PM: Is silver a better investment than gold, platinum or copper? Strike platinum out of the question.
ES:
I think silver being 100% regarded as a precious metal which it is, as
is gold. Platinum is a little bit more industrial than silver, so I
think if you are looking to protect against the debasement of
currencies, silver can provide you the most upside as a precious metal.
PM:
Last month, Thomson Reuters GFMS reported that investment demand will
likely be the prime driver of silver prices this year. Do you see that
moving forward into 2013 and beyond?
EW: Sure.
It's funny, I rarely look at industrial demand in silver and the reason I
don't look at it that much is it is very hard to predict who knows what
the industrial demand is going to be, but I think it is much easier to
follow investment demand. I see us issuing shares of our trust. I see
the SLV (SLV)
gaining size. You get the US Mint coins, so you can see tangible
evidence of people coming into the investment market for silver, and you
can see all the economic goings on which would push you there. You even
now have main street advisors such as Bill Gross of Pimco, Ray Dally of
Bridgewater, and the Ned Davis Research all coming out saying precious
metals should have a part in your portfolio. I can guarantee you, nobody
said that 5 years ago. There's a whole sea change now, where everyone's
suggesting you should and for an obvious reason: everyone's printing
money.
PM: Could this be a sign of the shift in
demand that's been the missing factor in gold and silver, and the basis
of support for the next leg of the long-term secular bull market in
metals?
EW: As an example, I wouldn't want to
use just this one data point, but I think the sale of gold coins through
the US Mint in November tripled the number last year and silver sales
were up something like 150%. I'm kind of hoping that the trend
continues. I think the reason that it all of a sudden came together is
that you have to spend almost monthly doing quantitative easing, the ECB
gave 39 billion Euros to Greece just yesterday and had to bail out
Cyprus, and now we have whatever we are going to call it....QE4. It must
seem obvious to the few people who want to listen or look that
currencies cannot sustain their value versus real things such as gold
and silver.
PM: What is your forecast for the world economy and the price of gold and silver as we enter 2013?

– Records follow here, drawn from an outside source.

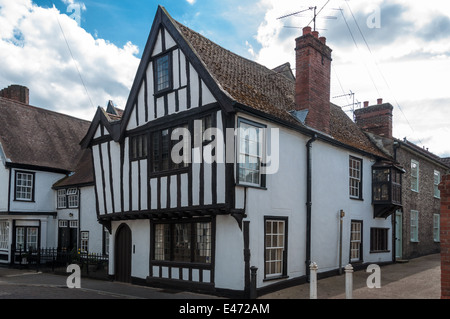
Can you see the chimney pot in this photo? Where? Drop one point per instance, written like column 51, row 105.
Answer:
column 306, row 30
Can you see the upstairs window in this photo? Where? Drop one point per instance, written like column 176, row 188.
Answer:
column 67, row 198
column 24, row 186
column 138, row 147
column 437, row 180
column 355, row 177
column 250, row 153
column 414, row 175
column 162, row 74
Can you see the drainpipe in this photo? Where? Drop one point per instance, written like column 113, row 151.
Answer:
column 308, row 204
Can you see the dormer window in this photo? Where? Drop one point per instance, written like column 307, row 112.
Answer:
column 163, row 79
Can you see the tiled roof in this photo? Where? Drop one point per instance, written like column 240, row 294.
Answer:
column 269, row 91
column 33, row 136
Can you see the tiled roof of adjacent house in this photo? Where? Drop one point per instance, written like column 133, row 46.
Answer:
column 269, row 91
column 38, row 137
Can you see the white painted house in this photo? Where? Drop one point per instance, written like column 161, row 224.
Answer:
column 273, row 196
column 39, row 149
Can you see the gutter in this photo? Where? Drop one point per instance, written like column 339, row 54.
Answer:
column 308, row 203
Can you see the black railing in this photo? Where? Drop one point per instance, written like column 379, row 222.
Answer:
column 57, row 260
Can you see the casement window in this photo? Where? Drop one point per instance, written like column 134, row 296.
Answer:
column 250, row 153
column 161, row 147
column 84, row 241
column 105, row 241
column 24, row 186
column 68, row 198
column 414, row 175
column 378, row 240
column 162, row 73
column 414, row 226
column 436, row 227
column 27, row 238
column 4, row 235
column 355, row 177
column 355, row 241
column 437, row 180
column 183, row 242
column 138, row 147
column 275, row 263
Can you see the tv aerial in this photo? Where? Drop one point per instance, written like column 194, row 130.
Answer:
column 315, row 14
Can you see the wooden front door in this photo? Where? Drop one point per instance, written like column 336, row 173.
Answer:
column 123, row 253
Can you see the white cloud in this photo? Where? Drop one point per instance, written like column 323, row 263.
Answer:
column 409, row 62
column 34, row 53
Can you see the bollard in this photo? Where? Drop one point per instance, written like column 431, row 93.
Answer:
column 253, row 293
column 313, row 281
column 349, row 281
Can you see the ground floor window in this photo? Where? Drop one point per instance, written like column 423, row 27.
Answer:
column 275, row 247
column 355, row 241
column 27, row 238
column 4, row 235
column 84, row 242
column 183, row 242
column 378, row 239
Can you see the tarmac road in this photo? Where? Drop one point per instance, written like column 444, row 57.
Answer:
column 417, row 279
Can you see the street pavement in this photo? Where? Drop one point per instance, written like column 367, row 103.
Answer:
column 418, row 278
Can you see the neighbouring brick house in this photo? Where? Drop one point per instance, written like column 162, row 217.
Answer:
column 444, row 188
column 417, row 223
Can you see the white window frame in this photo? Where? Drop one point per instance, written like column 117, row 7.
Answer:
column 414, row 226
column 247, row 155
column 275, row 245
column 436, row 227
column 415, row 175
column 24, row 186
column 437, row 180
column 84, row 241
column 4, row 235
column 355, row 240
column 61, row 198
column 355, row 177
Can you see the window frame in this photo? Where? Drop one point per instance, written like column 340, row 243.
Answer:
column 169, row 86
column 379, row 240
column 414, row 226
column 134, row 153
column 170, row 256
column 359, row 180
column 360, row 245
column 32, row 187
column 437, row 192
column 284, row 253
column 415, row 176
column 260, row 147
column 71, row 198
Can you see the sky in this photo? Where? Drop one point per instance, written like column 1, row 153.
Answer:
column 75, row 55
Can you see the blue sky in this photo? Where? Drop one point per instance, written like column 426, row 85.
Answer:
column 392, row 49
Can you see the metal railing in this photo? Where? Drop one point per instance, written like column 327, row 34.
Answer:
column 57, row 260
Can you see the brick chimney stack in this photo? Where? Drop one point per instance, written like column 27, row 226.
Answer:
column 16, row 92
column 376, row 119
column 312, row 87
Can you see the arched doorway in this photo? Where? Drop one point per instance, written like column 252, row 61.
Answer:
column 122, row 254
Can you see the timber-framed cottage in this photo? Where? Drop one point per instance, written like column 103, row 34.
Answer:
column 235, row 200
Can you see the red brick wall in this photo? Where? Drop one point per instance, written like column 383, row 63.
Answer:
column 444, row 187
column 312, row 90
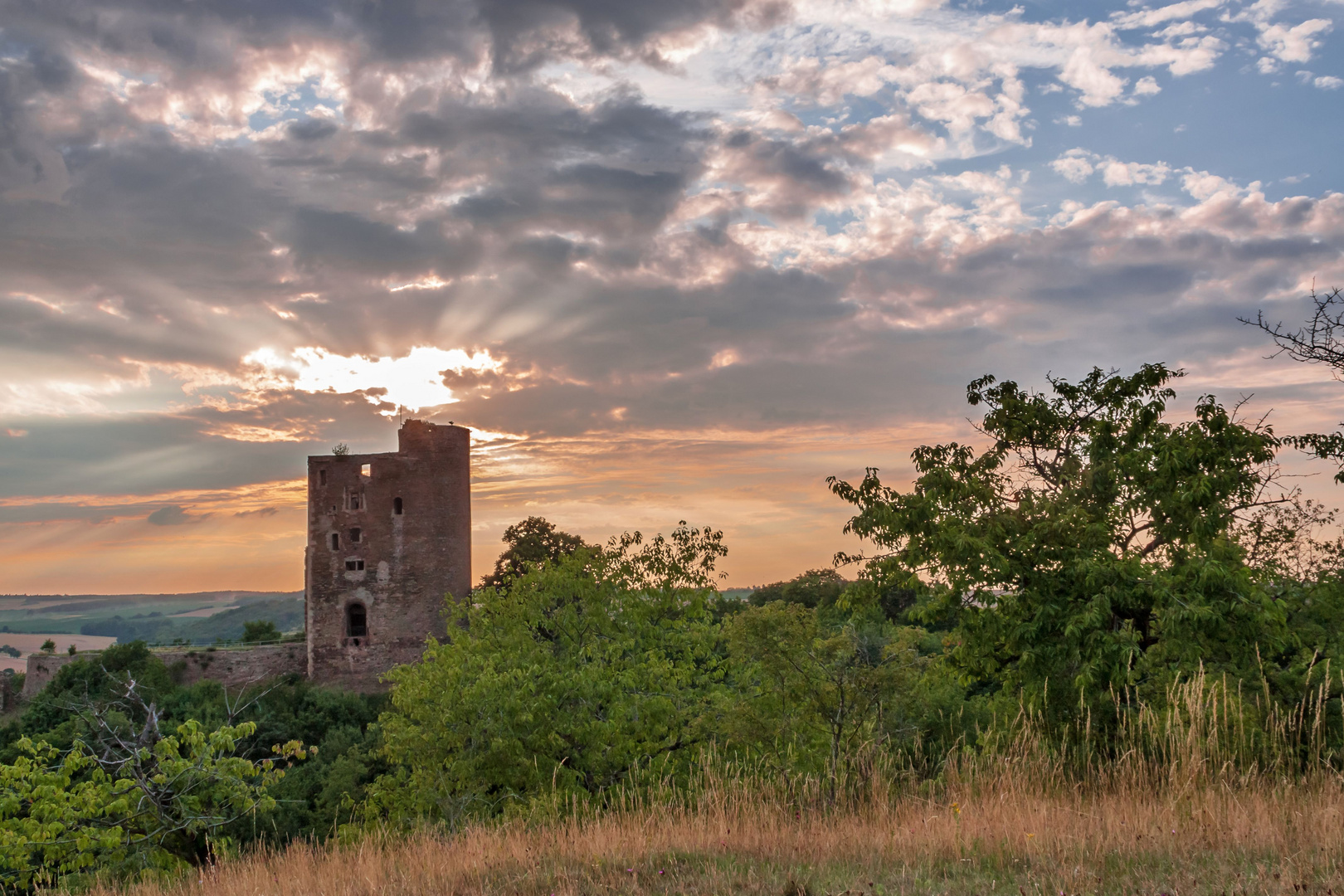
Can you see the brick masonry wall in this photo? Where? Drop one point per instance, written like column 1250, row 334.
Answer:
column 230, row 666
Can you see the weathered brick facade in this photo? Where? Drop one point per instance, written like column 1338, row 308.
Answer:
column 388, row 539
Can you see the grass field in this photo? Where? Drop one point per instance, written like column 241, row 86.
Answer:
column 990, row 839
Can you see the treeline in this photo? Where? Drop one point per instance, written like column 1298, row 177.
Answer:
column 1075, row 575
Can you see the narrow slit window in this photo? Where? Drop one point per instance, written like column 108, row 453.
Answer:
column 357, row 621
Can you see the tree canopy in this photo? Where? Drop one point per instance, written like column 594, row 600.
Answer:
column 1093, row 546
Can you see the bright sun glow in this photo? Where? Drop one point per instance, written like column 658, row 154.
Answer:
column 413, row 382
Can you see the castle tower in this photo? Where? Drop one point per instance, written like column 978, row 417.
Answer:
column 388, row 538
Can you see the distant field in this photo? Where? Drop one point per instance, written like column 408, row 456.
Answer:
column 97, row 620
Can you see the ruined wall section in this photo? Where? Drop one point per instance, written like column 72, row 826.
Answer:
column 388, row 540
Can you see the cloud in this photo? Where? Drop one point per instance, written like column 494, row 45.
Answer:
column 600, row 234
column 173, row 514
column 1079, row 164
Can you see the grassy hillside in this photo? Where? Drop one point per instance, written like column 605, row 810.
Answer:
column 1004, row 835
column 158, row 618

ES: The $64 million question right!!
I
must admit that for the longest time, and for many years now, I have
always asked how long can this system hold together? I never would have
imagined that the market would buy into printing money, but I guess the
market bought into printing money as some great salvation, even though
it's caused nothing to happen economically. Here we are in 2012, and we
might very well have a worldwide recession after years and years of
money printing. So it is very difficult to forecast where it is going to
go. Some of the people that I rely on suggest that you're either going
to have hyper-inflation or defaults. It's going to be tough to imagine
defaults if the central banks just say, 'Well, we'll basically buy
everything out there,' which means the more likely thing you're going to
end up with will be some kind of hyper-inflation.
Some of the
people I rely on suggest there is about a 40% chance of hyper-inflation
starting in 2013 and about a 90% of it starting in 2014, so that's what I
would imagine happens. We have all this silly printing and supporting
of financial markets, and then we are going to find out that there is
inflation in the system where gold and silver will be the telling of it.
Once it gets ingrained that the currency is being devalued, then I
think that precious metals will just continue to move forward. Stocks
can go up in a hyper-inflationary environment, but it certainly wouldn't
be your first priority. The first priority would be to own gold and
silver. I think we will see signs of that next year. I don't necessarily
see any great economic strength because everything it's done so far has
been to support the financial system, not the economy. I think we are
looking for lethargic growth next year and the biggest element yet again
will be the action in the precious metals.
PM:
Eric Sprott, once again thank you so much for you time and until next
time my friend Happy New Year and the best of holidays to you.
EW: Ok Patrick, all the best to you and all your listeners!